80% of RM225b approved investments to be implemented within 18-24 months

11 Dec 2023

At least 80% of the RM225 billion investments approved for the January-September 2023 period are expected to be implemented within 18-24 months.

Deputy investment, trade and industry minister Liew Chin Tong said that typically, a certain duration would be needed before investors start operations.

“When approved by the Malaysian Investment Development Authority, 80% will be implemented within the period I mentioned.

“Generally, it (the company) will take time to get approval for the site and other approvals.

“Then, it will be necessary to bring in machines or manufacturing tools and finally start the manufacturing process,” he said when winding up the debate on the 2024 supply bill in the Dewan Negara today.

Liew said the RM225 billion investment figure was a successful result of various efforts and initiatives implemented by the government, including official working visits and missions.

“This is one of the highest investment achievements in history.

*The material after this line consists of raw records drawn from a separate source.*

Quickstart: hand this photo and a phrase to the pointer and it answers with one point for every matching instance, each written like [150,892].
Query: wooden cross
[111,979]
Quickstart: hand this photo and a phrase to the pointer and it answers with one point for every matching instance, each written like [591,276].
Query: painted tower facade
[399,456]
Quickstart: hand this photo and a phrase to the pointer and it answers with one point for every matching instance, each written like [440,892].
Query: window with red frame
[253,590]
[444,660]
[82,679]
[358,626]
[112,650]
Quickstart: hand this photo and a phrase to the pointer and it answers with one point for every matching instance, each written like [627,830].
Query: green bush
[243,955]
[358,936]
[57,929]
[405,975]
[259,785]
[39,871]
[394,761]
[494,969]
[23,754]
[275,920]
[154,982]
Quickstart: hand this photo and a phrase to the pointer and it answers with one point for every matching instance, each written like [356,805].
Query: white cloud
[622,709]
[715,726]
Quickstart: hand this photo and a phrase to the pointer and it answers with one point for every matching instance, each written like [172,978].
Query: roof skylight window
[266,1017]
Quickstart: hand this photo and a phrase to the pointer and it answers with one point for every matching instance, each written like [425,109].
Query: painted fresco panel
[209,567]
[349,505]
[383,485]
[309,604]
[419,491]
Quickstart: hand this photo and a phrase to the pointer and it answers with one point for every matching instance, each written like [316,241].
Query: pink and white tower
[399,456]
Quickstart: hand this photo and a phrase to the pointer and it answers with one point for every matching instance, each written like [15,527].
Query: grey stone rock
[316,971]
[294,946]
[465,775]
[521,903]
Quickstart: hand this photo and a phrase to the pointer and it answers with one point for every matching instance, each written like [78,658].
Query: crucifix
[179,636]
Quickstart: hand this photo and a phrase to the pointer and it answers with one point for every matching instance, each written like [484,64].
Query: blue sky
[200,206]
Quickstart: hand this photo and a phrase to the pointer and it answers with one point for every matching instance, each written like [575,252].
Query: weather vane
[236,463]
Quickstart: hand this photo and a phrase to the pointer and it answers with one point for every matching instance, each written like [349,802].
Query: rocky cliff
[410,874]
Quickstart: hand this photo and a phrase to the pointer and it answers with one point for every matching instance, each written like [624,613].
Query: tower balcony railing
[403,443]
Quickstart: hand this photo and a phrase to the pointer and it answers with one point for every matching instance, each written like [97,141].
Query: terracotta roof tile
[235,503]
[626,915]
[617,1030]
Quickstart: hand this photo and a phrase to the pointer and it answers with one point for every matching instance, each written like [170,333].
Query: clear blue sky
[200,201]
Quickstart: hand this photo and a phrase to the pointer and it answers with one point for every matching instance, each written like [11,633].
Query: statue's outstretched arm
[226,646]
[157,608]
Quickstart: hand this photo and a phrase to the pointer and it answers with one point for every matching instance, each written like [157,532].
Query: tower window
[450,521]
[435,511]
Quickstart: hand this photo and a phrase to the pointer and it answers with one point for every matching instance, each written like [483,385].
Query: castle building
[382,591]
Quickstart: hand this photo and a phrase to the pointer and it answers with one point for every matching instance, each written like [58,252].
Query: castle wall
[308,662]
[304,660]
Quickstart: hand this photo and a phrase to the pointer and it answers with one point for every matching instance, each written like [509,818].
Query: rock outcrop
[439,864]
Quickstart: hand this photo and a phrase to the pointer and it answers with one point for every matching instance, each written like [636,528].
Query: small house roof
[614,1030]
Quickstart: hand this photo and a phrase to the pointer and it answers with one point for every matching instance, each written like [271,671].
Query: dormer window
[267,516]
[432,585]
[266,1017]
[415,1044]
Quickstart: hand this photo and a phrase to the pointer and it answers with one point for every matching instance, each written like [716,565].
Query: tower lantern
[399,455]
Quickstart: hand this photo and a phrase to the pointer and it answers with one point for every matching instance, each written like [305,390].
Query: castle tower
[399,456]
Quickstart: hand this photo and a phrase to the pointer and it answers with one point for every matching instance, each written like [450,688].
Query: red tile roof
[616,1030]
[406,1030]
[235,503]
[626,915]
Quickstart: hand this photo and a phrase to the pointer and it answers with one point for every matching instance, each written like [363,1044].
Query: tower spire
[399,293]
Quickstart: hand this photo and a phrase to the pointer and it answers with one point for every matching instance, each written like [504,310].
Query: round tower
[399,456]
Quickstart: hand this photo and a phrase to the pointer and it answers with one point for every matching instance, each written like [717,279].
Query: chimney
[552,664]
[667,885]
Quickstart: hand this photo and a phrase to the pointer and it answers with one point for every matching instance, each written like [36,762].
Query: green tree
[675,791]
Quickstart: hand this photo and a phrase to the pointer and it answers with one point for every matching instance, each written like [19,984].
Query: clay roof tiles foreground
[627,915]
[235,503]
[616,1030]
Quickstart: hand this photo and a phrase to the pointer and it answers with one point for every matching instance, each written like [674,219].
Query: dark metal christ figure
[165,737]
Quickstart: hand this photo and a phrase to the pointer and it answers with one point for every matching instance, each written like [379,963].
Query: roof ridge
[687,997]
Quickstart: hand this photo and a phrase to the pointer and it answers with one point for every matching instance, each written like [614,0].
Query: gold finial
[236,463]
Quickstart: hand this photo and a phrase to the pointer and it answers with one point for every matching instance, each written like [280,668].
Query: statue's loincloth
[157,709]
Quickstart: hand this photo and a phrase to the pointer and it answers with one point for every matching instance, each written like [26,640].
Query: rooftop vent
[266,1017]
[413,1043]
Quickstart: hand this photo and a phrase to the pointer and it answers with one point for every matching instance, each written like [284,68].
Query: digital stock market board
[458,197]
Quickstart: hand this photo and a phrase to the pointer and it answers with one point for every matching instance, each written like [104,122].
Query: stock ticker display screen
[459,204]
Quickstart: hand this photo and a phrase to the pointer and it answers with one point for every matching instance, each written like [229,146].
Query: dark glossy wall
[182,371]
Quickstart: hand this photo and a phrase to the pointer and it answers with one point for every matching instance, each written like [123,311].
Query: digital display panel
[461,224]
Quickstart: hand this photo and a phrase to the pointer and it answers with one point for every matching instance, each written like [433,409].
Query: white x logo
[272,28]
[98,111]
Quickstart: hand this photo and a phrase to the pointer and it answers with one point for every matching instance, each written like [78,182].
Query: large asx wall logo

“This success is also proven based on fDi Intelligence data, stating that Malaysia is among the six countries that recorded the highest amount of ‘greenfield’ foreign direct investments for the January-August 2023 period,” he said.

He said Malaysia also benefitted from the current situation of uncertain geopolitical tensions, namely the US-China trade conflict and the Russia-Ukraine crisis, which led to a shift in the global supply chain.

“As a result of this situation, Malaysia has become an alternative hub for manufacturing and trading activities for multinational companies that carry out the ‘China plus one strategy’ to diversify and reduce the risk (de-risking) of the supply chain with the aim of building a more resilient supply chain,” he said.

Trade barriers

Meanwhile, he said the Malaysian External Trade Development Corporation office in the US would continue to monitor and report current developments on any trade barriers involving the country’s exports.

This was attributable to the issue of possible trade barriers by Western countries, especially the US, following the introduction of the Uyghur Forced Labour Prevention Act (UFLPA) to prevent the exports of raw materials, finished and semi-finished goods manufactured in Xinjiang, China, due to human rights violations in the region.

The law was also created to prevent Chinese manufacturers from evading anti-dumping duties and countervailing duties on solar panels and electronic goods.

Vietnam, Thailand, Cambodia and Malaysia benefitted and enjoyed tariff exemptions until June 2024 for electrical and electronics exports, especially semiconductors, to the US following restrictions imposed on imports from China.

Since this regulation was implemented in June 2022, Malaysian exports of solar panels, microchips and electronic equipment to the US are subject to strict inspection by the relevant country’s authorities.